株式会社武富士は、今年(平成22年)9月18日、東京地方裁判所に会社更生手続き開始の申請を行いました。 同日、東京地方裁判所は、保全管理処分、強制執行にかかる包括的禁止命令、保線処分命令、及び調査命令を発令しました。 これにより、武富士は、判決や和解により確定している過払い金についても、返還を停止しました。
武富士の負債総額は、平成22年6月30日の時点で、約4,336億円ですが、「潜在的な過払い金債権者」を含めれば、負債額は更に2倍ほどに増加するとの見方もあります。
「潜在的な過払い金債権者」とは、過払いがあると分っていても未だに「過払い金返還請求」の手続きをしていない人、過払いに気付いていない人などの事です。この数の多さには、驚きです。「過払い金」は、会社更生法手続きでは更正債権として扱われます。武富士に過払い金のある人は、東京地方裁判所に債権届出書を提出する必要があります。提出しない人は、債権者として扱われません。【「過払い金返還請求」については、自分自身で確り勉強、研究、管理しないと損金を大きくするだけです】。

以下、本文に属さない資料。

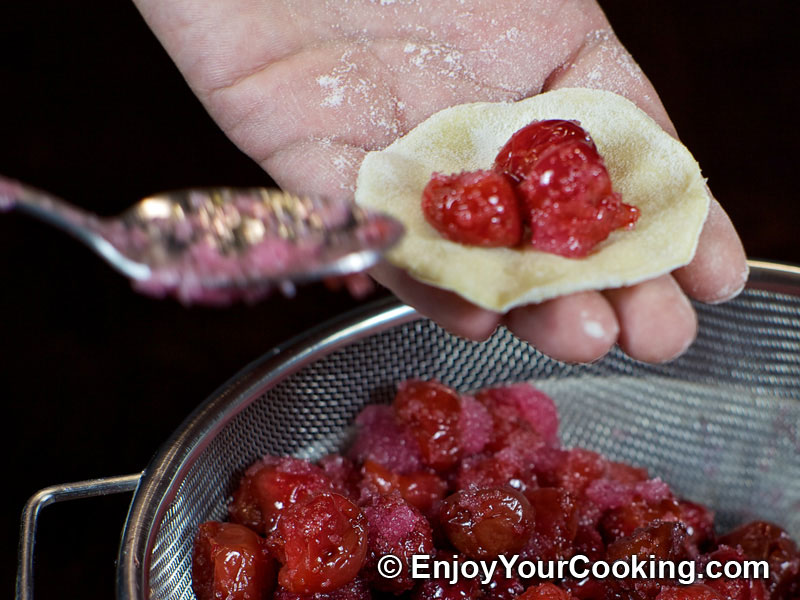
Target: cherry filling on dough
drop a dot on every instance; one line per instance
(549, 187)
(459, 477)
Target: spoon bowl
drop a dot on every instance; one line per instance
(216, 245)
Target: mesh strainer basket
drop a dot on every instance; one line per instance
(721, 424)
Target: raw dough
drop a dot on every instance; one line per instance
(648, 167)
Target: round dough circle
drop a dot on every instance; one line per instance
(651, 170)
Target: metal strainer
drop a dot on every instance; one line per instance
(721, 425)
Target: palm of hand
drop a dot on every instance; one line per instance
(307, 87)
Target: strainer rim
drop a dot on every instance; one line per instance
(161, 478)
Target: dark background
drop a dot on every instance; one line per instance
(93, 378)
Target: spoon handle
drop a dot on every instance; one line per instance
(85, 226)
(48, 208)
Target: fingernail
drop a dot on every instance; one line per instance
(730, 292)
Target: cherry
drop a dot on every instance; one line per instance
(321, 542)
(272, 485)
(442, 589)
(501, 587)
(343, 475)
(733, 589)
(665, 541)
(519, 407)
(545, 591)
(568, 201)
(578, 469)
(761, 540)
(477, 208)
(556, 524)
(486, 523)
(395, 528)
(525, 147)
(504, 469)
(358, 589)
(231, 561)
(431, 410)
(659, 541)
(699, 522)
(623, 521)
(688, 592)
(421, 489)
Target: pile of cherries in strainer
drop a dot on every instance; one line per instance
(459, 477)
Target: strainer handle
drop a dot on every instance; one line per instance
(58, 493)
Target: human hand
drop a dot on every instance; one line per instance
(307, 87)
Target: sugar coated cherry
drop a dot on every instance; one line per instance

しかし、債権届出書を東京地方裁判所に提出したとしても、実際に返還される「過払い金」の金額は、大幅に削減されそうです。今のところ、過払い金額は、平均して必要返還金の半分程度ではないかとの見方も出ています。
武富士の例からも分るように、日本一の消費者金融と言われ、東京株式市場1部に上場していても、「グレーゾーン金利」で貸し付けていたわけです。他の貸金業者も、押して知るべし、です。貸金業者と取引のある人は、ここ事を肝に銘じて、早く「過払い金請求」の勉強をして、返還手続きをして下さい。